Frederik Sødring

Frederik Sødring
(Aalborg 1809 - 1862 Hellerup)

Albechs schlafende Kinder, 1828

Bleistift und Feder laviert auf Papier, 14,6 x 18,5 cm
Bezeichnet und datiert unten rechts Albechs Born / d. 9 April Kl 9 af / 1828

Provenienz:
Benjamin Wolff (1790-1866), Lugt 420, Sammlungsprägestempel unten links

 

 

Frederik Sødring studierte ab 1825 an der Kopenhagener Akademie bei Jens Peter Møller (1783-1854). Maßgeblich formte ihn jedoch Johan Christian Claussen Dahl (1788-1852), den er 1833 in Norwegen auch persönlich kennenlernte. Sødring stellte 1828 erstmals im Palais Charlottenburg aus und zeigte zwei Gemälde, beide Kopien nach Dahl. Seine Sensibilisierung für die naturgetreue Lichtwiedergabe geht auf den Einfluss Christoffer Wilhelm Eckersbergs zurück, der zu jener Zeit die Kopenhagener Akademie wesentlich modernisierte. Auch sein Malerfreund Christen Købke (1810-1848), mit dem er später ein Atelier teilte, hatte Einfluss auf ihn. Bekannt ist Købkes Portrait von Sødring aus dem Jahr 1832.1 In den späten 1830er Jahren hielt er sich etwa vier Jahre in Deutschland auf und gelangte wie viele seiner dänischen Malerfreunde nach München und in das Alpenvorland, reiste aber auch mehrmals an den Rhein.2

Sødring zeichnete und malte gerne spontane Eindrücke, wie die intime lavierte Zeichnung vom 9. April 1828, darstellend die beiden während des Lesens eingenickten Knaben seines Freundes Albech.

 

 


1 Christen Købke, Der Maler Frederik Sødring, 1832, Öl auf Leinwand, 42,2, x 37,9 cm, Kopenhagen, Den Hirschsprungske Samling, Inv. Nr. 309.

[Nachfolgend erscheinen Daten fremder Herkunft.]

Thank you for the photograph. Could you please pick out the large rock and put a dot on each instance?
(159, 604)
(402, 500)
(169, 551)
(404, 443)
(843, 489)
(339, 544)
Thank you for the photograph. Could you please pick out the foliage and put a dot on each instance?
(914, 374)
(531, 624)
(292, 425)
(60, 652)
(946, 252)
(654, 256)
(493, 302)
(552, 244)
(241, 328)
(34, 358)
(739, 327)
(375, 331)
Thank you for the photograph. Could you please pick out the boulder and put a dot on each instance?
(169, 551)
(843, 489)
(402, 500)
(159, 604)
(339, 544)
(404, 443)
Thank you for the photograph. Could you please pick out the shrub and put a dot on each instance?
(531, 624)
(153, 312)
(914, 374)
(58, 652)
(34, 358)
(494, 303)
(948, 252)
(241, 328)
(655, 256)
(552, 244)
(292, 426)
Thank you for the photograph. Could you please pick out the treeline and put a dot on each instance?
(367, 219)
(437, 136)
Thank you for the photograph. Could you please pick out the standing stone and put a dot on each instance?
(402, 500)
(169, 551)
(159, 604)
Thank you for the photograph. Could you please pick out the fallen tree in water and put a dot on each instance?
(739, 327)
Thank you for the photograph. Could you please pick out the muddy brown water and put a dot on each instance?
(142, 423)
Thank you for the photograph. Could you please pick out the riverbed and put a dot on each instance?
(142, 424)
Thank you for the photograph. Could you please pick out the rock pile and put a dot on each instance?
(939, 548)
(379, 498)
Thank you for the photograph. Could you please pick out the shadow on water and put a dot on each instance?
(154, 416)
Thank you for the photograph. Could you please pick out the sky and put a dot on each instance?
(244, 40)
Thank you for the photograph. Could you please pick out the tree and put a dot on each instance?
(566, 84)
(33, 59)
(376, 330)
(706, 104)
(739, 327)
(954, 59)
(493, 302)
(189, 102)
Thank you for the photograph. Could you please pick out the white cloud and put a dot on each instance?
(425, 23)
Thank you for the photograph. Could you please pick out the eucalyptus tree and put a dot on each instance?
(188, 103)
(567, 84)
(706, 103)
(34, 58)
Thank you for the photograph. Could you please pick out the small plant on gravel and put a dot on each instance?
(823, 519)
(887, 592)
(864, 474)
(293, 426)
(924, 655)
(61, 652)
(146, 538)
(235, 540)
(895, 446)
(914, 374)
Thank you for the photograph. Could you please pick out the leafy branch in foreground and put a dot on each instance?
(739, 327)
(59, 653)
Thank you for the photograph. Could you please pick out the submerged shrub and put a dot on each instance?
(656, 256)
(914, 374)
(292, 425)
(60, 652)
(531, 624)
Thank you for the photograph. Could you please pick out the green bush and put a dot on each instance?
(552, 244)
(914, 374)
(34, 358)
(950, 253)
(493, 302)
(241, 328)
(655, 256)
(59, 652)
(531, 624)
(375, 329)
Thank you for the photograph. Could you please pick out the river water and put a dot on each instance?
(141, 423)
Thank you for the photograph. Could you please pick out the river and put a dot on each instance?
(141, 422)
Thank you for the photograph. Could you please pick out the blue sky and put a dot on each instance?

2 Zu Sødring’ siehe: Vestergaard, Lilian, ‚Landskabsmaleren Frederik Sødring’, in Kunstmuseets Årsskrift 1977-1980, Kopenhagen 1981, S. 68.
Im Lichte Caspar David Friedrichs. Frühe Freilichtmalerei in Dänemark und Norddeutschland, Kat. Ausst. Hamburg, Hamburger Kunsthalle 2000, S. 206-209.